Der Gottesschrein
dieser Nacht.«
»So Gott will.«
»Ja, Tayeb. Insh’Allah.«
Er umarmt mich und haucht mir einen Kuss auf die Wange. »Allah schütze dich!«
Ich atme ein paarmal tief ein, dann tauche ich unter, schwimme in die antike Wasserleitung und taste mich Armlänge um Armlänge vorwärts durch die bedrohliche Finsternis.
Ich muss achtgeben, dass ich mich dabei nicht verletze, denn der Boden der Röhre ist mit scharfkantigem Geröll bedeckt. Sind es Trümmer des zerstörten Tempels, die die Regenfluten in diesen Kanal gespült haben?
Weiter!
Das Blut rauscht in meinen Ohren, und mein Herz pocht, als wäre ich die Treppen zur Domkuppel von Santa Maria del Fiore hinaufgerannt. Ich muss Luft holen! In der Finsternis spüre ich die Furcht in mir aufsteigen.
Um Gottes willen, bleib ruhig!, denke ich, während ich mich vorwärtstaste. Keine Panik! Und keine unbedachten Bewegungen!
Quälend langsam drehe ich mich auf den Rücken und hebe den Kopf über die Wasseroberfläche, um japsend Atem zu holen. Das Wasser läuft mir über das Gesicht.
Ich atme tief und langsam durch, um mich zu beruhigen.
Tayeb hat mein Keuchen gehört. »Alles in Ordnung? Soll ich dich zurückziehen?«
»Nein, lass nur.« Ich atme tief durch. »Weiter geht’s.«
Ich tauche wieder unter und taste mich Armlänge um Armlänge durch den Kanal. Jetzt scheint er sich nach unten zu neigen. Unter die Wasseroberfläche! Großer Gott, ich kann nicht auftauchen, um Luft zu holen!
Mit einem dumpfen Brodeln steigen die Luftblasen auf.
Plötzlich spüre ich etwas an meiner Stirn!
Starr vor Entsetzen halte ich inne und wedele mit der Hand vor meinem Gesicht. Was war das? Gibt es Würmer oder kleine Krebse in dem feinen Sand, den ich aufwirbele, während ich durch den Tunnel tauche? Da, schon wieder! Irgendetwas Lebendiges krabbelt in mein rechtes Ohr. Ich schüttele mich vor Ekel.
Nur weg von hier!
Der Tunnel steigt nun wieder an.
Verdammt, wie lang ist er denn noch?
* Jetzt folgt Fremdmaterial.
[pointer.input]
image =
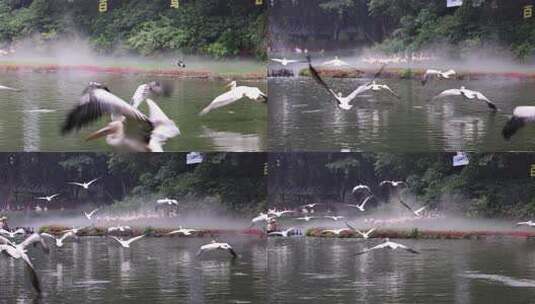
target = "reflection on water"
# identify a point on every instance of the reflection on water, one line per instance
(302, 118)
(164, 270)
(30, 120)
(317, 270)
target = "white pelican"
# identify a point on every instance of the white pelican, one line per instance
(90, 214)
(17, 251)
(437, 73)
(361, 206)
(283, 233)
(59, 241)
(84, 185)
(217, 246)
(119, 228)
(126, 244)
(184, 231)
(13, 234)
(521, 116)
(388, 245)
(9, 89)
(285, 61)
(167, 201)
(236, 93)
(47, 198)
(335, 231)
(468, 95)
(334, 217)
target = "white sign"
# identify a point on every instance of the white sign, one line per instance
(193, 158)
(461, 159)
(454, 3)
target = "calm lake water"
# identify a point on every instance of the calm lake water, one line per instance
(153, 270)
(31, 120)
(301, 117)
(314, 270)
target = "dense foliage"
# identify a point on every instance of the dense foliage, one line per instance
(496, 184)
(234, 180)
(218, 28)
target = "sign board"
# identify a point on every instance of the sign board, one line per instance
(461, 159)
(194, 158)
(454, 3)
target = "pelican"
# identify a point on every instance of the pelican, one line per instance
(217, 246)
(9, 89)
(47, 198)
(335, 231)
(334, 217)
(521, 116)
(119, 228)
(284, 233)
(84, 185)
(13, 234)
(167, 201)
(17, 251)
(90, 214)
(285, 61)
(388, 245)
(437, 73)
(126, 244)
(468, 95)
(59, 241)
(184, 231)
(361, 206)
(236, 93)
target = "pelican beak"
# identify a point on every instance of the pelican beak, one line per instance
(100, 133)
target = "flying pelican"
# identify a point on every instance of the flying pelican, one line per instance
(284, 233)
(437, 73)
(388, 245)
(84, 184)
(184, 231)
(13, 234)
(521, 116)
(217, 246)
(334, 217)
(361, 206)
(335, 231)
(236, 93)
(126, 244)
(9, 89)
(90, 214)
(167, 201)
(47, 198)
(285, 61)
(119, 228)
(468, 95)
(59, 241)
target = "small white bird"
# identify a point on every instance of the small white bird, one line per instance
(13, 234)
(468, 95)
(438, 74)
(388, 245)
(48, 198)
(217, 246)
(84, 185)
(90, 214)
(60, 240)
(236, 93)
(284, 233)
(126, 243)
(184, 231)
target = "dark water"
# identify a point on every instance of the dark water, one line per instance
(238, 127)
(312, 270)
(301, 118)
(163, 270)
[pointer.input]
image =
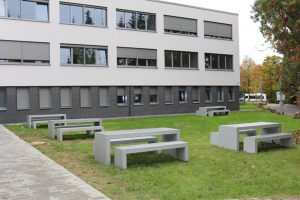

Werde ich es schaffen, eine Kammer zu …
Das Seil hängt fest! Es hat sich irgendwo verfangen. Ich bin so erschrocken, dass ich beinahe Wasser geschluckt hätte! Ich zerre daran, kann es aber nicht befreien.
Wie soll ich Tayeb jetzt ein Signal geben?
Ich tauche auf, um tief durchzuatmen.
»Tayeb?«, rufe ich.
Keine Antwort.
»Tayeb!«
Er kann mich nicht mehr hören.
Was nun? Soll ich ohne seine Hilfe zurückkriechen und versuchen, das Seil zu lösen? Und dann?
Kurz entschlossen ziehe ich meinen Dolch, zerschneide das Seil und taste mich weiter durch die Röhre.
Dann – endlich! – habe ich es geschafft.
Prustend tauche ich auf und ringe keuchend nach Atem. Das Wasser reicht mir bis zur Hüfte. Immer wieder muss ich husten. Mit beiden Händen wische ich mir das nasse Haar aus dem Gesicht und blinzele.
Wie groß ist die Kammer? Ich lausche auf das Echo der Geräusche, die ich im Wasser mache, als ich mich an der rechten Wand entlangtaste. Die Zisterne muss gewaltig sein.
Da ist ein kleiner Sims! Ich nehme eine Kerze aus der mit Kork verschlossenen wasserdichten Silberdose und lehne sie gegen die Felswand, dann nestele ich nach dem Feuerzeug. Nach mehreren Versuchen gelingt es mir trotz meiner tropfnassen Finger, einen Funken in den Zunder zu schlagen und die Kerze zu entzünden.
Der nasse Docht zischt und qualmt. Die Flamme flackert, wird heller und … verlischt.
Mit vor Kälte steifen Fingern taste ich in der Finsternis nach dem Feuerstein – nur nicht ins Wasser fallen lassen! – und wage es noch einmal. Mein Vorrat an trockenem Zunder ist nicht unerschöpflich. Doch dieses Mal brennt der Docht fauchend weiter. Ich stecke das Feuerzeug ein und warte, bis ich ein wenig flüssiges Wachs auf den Fels tropfen lassen kann. Dann drücke ich die Kerze hinein, bis es hart geworden ist.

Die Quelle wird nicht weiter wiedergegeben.